Dr. Saturday - NCAAF

Adjusting to the weekend's new realities.

Where K-State is king. The division's three obvious preseason frontrunners, Nebraska, Missouri and Kansas, all suffered their second conference losses of the season in fairly humiliating fashion -- in successive time slots, the Huskers committed eight turnovers against Iowa State; Mizzou was trounced by five touchdowns at home against Texas; and KU gift-wrapped a lopsided win to an Oklahoma outfit that badly needed it.

The team in sole possession of first place at the moment, Kansas State, has suffered back-to-back losses to UCLA and Louisiana-Lafayette and a 52-point pounding at Texas Tech. Colorado (2-5, 1-2) remains very much alive for the division crown, and in all likelihood, no team in the North will be favored to beat any team from the South except possibly Baylor, a much-needed confidence-builder the next two weeks for Nebraska and then Missouri.

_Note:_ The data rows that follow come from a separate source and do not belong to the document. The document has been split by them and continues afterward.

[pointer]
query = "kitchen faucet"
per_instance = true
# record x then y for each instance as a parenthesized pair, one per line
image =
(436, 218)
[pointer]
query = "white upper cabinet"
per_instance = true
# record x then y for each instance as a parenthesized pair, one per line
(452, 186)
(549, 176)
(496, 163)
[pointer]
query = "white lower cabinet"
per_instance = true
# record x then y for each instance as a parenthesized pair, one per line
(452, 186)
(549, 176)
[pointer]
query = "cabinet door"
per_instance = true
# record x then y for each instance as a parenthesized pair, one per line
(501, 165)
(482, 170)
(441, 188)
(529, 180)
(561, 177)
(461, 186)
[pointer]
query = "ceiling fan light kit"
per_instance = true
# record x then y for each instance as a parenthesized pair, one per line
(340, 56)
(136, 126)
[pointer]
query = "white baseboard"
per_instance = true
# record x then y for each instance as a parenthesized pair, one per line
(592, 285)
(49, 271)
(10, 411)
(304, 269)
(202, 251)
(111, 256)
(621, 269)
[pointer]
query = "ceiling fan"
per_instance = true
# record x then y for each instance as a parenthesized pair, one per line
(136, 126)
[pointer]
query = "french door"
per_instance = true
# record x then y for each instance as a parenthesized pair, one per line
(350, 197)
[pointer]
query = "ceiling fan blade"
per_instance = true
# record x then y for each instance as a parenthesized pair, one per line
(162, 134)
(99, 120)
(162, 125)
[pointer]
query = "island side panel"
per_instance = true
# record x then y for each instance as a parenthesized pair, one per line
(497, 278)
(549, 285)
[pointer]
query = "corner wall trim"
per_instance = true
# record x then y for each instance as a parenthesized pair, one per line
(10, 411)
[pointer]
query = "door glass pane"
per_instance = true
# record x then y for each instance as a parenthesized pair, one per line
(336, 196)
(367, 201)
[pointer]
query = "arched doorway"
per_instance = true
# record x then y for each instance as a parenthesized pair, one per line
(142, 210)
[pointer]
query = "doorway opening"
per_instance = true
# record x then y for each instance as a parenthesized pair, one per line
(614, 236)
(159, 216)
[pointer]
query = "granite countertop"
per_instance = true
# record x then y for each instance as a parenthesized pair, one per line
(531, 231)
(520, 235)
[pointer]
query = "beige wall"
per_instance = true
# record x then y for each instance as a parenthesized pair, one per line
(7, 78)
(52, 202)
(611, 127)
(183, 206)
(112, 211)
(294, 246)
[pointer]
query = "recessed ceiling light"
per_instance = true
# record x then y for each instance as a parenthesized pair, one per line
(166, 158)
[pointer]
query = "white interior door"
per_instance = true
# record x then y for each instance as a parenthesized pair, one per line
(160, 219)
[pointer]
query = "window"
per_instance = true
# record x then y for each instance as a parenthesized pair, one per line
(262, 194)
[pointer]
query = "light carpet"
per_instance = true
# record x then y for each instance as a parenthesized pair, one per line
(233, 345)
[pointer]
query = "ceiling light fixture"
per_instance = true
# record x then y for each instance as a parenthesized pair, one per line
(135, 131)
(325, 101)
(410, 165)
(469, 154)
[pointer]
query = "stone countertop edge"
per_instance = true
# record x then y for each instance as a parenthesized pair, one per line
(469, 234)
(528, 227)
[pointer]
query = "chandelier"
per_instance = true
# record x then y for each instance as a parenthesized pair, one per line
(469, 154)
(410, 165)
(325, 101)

But it's a toss-up, really.

This year's USC defense is not last year's USC defense. Coming into the season, there was no way this year's USC defense could possibly hope to operate in the same ballpark as the devastating 2008 Trojan D, which allowed fewer points per game than any other defense of the decade, also led the nation against the pass and sent eight players to the draft. Through the first five games, though, the new crop was working on a surprisingly strong approximation, allowing a grand total of three touchdowns and effectively shutting down Ohio State (15 points) and Cal (three points). Even in the bewildering loss at Washington, the Huskies struggled to score 16 on less than 300 yards for the game. The new crop was still making a case as the best defense in the country.

Two weeks later, that case is riddled with holes courtesy of Jimmy Clausen and Sean Canfield, who have combined for 589 yards and five touchdowns passing with no interceptions in the Trojans' narrow escapes against Notre Dame and Oregon State, respectively. Yielding a little to the Irish was understandable, but Saturday night's effort against OSU was arguably USC's worst in years: Canfield's three-touchdown performance matched a career-high he achieved against Idaho State in 2007, while Jacquizz Rodgers easily broke 100 yards on the ground on more than five yards per carry for the second year in a row.

If the Trojan offense hadn't shown up this time around to bail them out, the defense would have earned failing marks across the board for the first time since the brain-bursting Stanford loss two years ago.

BYU does not belong anywhere near the polls. Stunningly, the Cougars remain the No. 1 team in the AP's "Also Receiving Votes" section and the No. 2 "Also Receiving Votes" team in the Coaches' poll, meaning quite a few pollsters are still voting for BYU despite blowout losses to Florida State and now TCU, barely a month apart and both at home. The Cougars took advantage of shellshocked Oklahoma to earn a quality win when Sam Bradford went down in the opener, but since haven't beaten another team with a .500 record and have been bounced out of their own stadium by the only teams they've faced with a pulse -- and when one of those teams is the current edition of Florida State, it's not even that strong of a pulse. After a week off, the Y will need a big November, culminating with a strong effort against Utah, to salvage its reputation as one of the heavy hitters out of the Mountain West.

OMG Terrelle Pryor for Heismanz! Well, no. But after last week's dog pile by fans and even some local media, Pryor delivered probably his best performance of the season with three touchdowns, 100 yards rushing, and a successful refutation of a week of sports-radio backlash and a few scattered boos in the first quarter of Ohio State's blowout win over Minnesota. It must be nice to be at a program that devolves into a mini-crisis after every loss.